화학공학소재연구정보센터
IEEE Transactions on Automatic Control, Vol.63, No.9, 2787-2802, 2018
Infinite Time Horizon Maximum Causal Entropy Inverse Reinforcement Learning
Inverse reinforcement learning (IRL) attempts to use demonstrations of "expert" decision making in a Markov decision process to infer a corresponding policy that shares the "structured, purposeful" qualities of the expert's actions. In this paper, we extend the maximum causal entropy framework, a notable paradigm in IRL, to the infinite time horizon setting. We consider two formulations (maximum discounted causal entropy and maximum average causal entropy) appropriate for the infinite horizon case and show that both result in optimization programs that can be reformulated as convex optimization problems; thus, admitting efficient computation.

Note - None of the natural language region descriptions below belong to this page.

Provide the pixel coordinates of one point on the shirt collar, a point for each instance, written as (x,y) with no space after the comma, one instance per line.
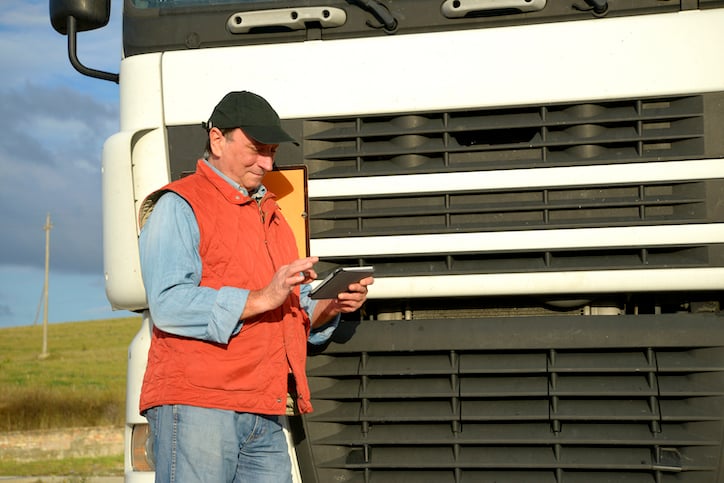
(257,195)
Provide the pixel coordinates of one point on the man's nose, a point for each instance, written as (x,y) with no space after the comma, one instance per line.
(266,161)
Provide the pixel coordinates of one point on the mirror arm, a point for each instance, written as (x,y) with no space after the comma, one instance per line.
(73,56)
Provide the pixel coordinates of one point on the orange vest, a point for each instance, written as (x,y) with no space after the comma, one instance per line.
(242,245)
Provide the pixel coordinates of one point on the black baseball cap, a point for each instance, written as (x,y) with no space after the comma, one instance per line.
(253,114)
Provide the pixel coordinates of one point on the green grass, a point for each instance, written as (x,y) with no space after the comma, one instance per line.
(76,469)
(80,383)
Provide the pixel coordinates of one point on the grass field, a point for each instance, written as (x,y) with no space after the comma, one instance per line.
(80,383)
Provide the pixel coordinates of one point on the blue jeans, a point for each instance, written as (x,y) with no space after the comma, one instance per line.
(192,444)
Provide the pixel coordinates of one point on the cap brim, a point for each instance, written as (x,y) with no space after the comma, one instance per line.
(268,134)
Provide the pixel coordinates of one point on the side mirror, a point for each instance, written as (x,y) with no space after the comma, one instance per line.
(88,14)
(68,17)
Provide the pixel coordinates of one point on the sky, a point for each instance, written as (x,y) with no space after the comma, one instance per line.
(53,123)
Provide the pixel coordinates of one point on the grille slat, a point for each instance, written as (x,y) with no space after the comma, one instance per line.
(620,131)
(589,403)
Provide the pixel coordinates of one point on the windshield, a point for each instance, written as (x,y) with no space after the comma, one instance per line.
(194,3)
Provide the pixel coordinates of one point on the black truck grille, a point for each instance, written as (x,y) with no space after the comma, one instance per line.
(585,134)
(568,399)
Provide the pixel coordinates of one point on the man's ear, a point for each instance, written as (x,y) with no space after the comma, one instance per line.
(216,139)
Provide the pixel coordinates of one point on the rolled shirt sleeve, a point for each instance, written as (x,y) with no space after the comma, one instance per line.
(171,270)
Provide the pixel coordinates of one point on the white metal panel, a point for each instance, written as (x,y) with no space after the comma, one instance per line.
(124,286)
(557,283)
(604,58)
(140,92)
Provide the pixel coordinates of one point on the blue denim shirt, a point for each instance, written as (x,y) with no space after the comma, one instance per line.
(171,270)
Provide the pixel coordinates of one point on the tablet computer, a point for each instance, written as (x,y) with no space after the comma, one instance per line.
(339,281)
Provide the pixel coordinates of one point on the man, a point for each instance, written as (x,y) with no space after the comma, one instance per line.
(228,296)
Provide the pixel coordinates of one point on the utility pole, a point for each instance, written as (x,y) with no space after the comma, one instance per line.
(47,228)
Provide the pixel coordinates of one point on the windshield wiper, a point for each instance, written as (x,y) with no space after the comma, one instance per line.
(462,8)
(381,13)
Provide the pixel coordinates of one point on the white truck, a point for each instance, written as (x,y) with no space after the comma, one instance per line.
(539,185)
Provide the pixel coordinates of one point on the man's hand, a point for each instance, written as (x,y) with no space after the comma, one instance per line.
(282,283)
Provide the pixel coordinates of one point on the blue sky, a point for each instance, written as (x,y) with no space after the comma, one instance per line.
(53,124)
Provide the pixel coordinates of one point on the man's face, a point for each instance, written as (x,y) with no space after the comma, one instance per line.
(241,158)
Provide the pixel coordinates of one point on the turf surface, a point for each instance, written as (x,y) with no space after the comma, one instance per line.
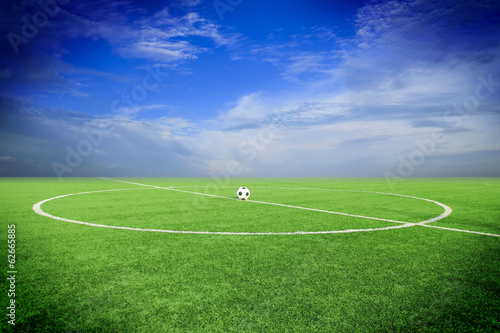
(78,278)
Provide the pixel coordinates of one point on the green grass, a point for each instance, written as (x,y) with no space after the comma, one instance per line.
(77,278)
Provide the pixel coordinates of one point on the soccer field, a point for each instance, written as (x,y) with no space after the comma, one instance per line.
(302,255)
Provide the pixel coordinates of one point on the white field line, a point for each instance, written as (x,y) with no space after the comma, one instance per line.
(460,230)
(261,202)
(37,209)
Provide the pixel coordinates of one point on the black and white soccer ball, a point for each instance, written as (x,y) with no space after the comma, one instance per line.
(243,193)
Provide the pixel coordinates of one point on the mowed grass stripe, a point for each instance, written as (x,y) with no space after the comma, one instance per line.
(74,278)
(159,209)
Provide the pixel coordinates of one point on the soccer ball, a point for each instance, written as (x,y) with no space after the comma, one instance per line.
(243,193)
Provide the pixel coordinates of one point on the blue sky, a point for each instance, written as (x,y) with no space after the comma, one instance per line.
(223,88)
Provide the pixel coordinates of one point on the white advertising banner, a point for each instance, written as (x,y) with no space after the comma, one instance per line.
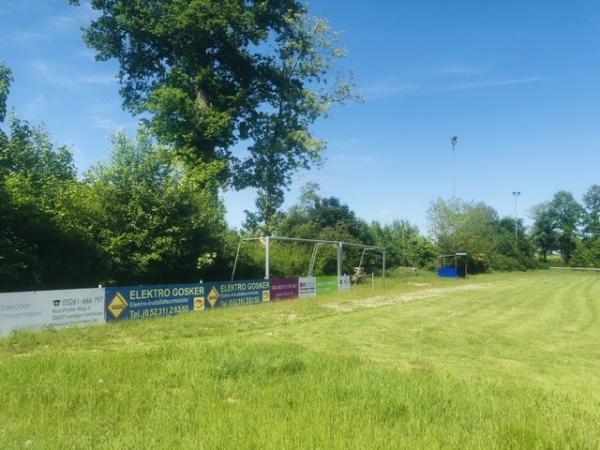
(37,309)
(344,283)
(307,287)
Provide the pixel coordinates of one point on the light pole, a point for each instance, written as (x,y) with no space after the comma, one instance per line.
(516,196)
(453,141)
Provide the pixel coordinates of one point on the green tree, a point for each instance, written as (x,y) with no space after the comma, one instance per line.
(281,141)
(591,215)
(42,242)
(156,220)
(5,81)
(210,73)
(459,226)
(566,214)
(404,244)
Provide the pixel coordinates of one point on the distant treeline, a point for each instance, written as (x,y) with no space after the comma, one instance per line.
(146,217)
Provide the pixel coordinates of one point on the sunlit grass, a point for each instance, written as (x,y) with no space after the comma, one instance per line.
(496,361)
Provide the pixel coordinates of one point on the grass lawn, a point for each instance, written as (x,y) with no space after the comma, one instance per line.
(494,361)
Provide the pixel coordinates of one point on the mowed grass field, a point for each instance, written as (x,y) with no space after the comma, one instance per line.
(494,361)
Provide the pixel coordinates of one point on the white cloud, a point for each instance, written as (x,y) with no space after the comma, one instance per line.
(490,83)
(465,70)
(73,81)
(32,108)
(387,88)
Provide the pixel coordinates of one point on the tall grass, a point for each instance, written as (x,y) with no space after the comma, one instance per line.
(499,361)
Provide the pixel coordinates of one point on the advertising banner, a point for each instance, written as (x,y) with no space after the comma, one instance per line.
(21,310)
(284,288)
(144,302)
(326,285)
(307,287)
(230,293)
(344,283)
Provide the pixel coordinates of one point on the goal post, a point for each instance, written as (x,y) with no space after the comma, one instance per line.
(267,240)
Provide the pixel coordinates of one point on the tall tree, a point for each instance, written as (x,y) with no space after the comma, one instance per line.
(591,216)
(156,222)
(281,141)
(209,73)
(566,215)
(5,80)
(543,232)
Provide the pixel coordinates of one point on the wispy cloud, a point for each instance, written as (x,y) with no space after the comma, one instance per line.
(351,158)
(387,88)
(51,27)
(490,83)
(465,70)
(428,87)
(72,81)
(33,107)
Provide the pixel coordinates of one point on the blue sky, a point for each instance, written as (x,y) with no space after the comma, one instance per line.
(518,82)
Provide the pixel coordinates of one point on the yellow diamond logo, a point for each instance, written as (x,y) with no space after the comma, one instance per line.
(198,303)
(117,305)
(213,296)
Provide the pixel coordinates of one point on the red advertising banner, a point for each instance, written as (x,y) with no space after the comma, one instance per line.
(284,288)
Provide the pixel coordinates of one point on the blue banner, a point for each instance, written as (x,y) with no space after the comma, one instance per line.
(229,293)
(144,302)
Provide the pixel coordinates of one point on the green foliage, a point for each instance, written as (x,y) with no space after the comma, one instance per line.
(279,131)
(405,247)
(42,242)
(566,214)
(591,214)
(5,80)
(476,229)
(211,73)
(465,364)
(543,234)
(155,221)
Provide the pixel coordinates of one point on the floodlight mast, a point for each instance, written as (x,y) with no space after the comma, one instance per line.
(516,195)
(453,141)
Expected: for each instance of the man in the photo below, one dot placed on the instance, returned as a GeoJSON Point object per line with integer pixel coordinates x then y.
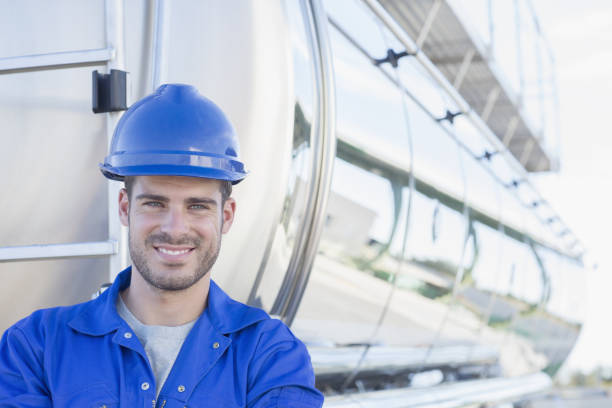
{"type": "Point", "coordinates": [163, 335]}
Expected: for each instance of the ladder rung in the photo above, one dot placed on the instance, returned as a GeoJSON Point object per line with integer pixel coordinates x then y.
{"type": "Point", "coordinates": [54, 251]}
{"type": "Point", "coordinates": [41, 62]}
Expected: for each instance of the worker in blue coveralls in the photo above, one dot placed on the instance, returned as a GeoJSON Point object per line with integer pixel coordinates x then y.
{"type": "Point", "coordinates": [164, 334]}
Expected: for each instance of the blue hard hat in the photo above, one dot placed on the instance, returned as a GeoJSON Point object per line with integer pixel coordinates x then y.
{"type": "Point", "coordinates": [174, 132]}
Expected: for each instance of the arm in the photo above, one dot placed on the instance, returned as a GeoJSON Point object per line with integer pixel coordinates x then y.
{"type": "Point", "coordinates": [21, 372]}
{"type": "Point", "coordinates": [280, 374]}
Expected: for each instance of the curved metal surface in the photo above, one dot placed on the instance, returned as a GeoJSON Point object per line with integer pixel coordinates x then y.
{"type": "Point", "coordinates": [444, 84]}
{"type": "Point", "coordinates": [324, 149]}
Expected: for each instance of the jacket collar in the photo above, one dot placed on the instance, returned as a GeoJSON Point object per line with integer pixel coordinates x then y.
{"type": "Point", "coordinates": [100, 317]}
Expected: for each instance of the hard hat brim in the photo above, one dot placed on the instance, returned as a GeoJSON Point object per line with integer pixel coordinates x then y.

We then develop a gradient-based algorithm for the maximum discounted causal entropy formulation that enjoys the desired feature of being model agnostic, a property that is absent in many previous IRL algorithms. We propose the stationary soft Bellman policy, a key building block in the gradient-based algorithm, and study its properties in depth, which not only lead to theoretical insight into its analytical properties, but also help motivate a large toolkit of methods for implementing the gradient-based algorithm. Finally, we select three algorithms of this type and apply them to two problem instances involving demonstration data from a simple controlled queuing network model inspired by problems in air traffic management.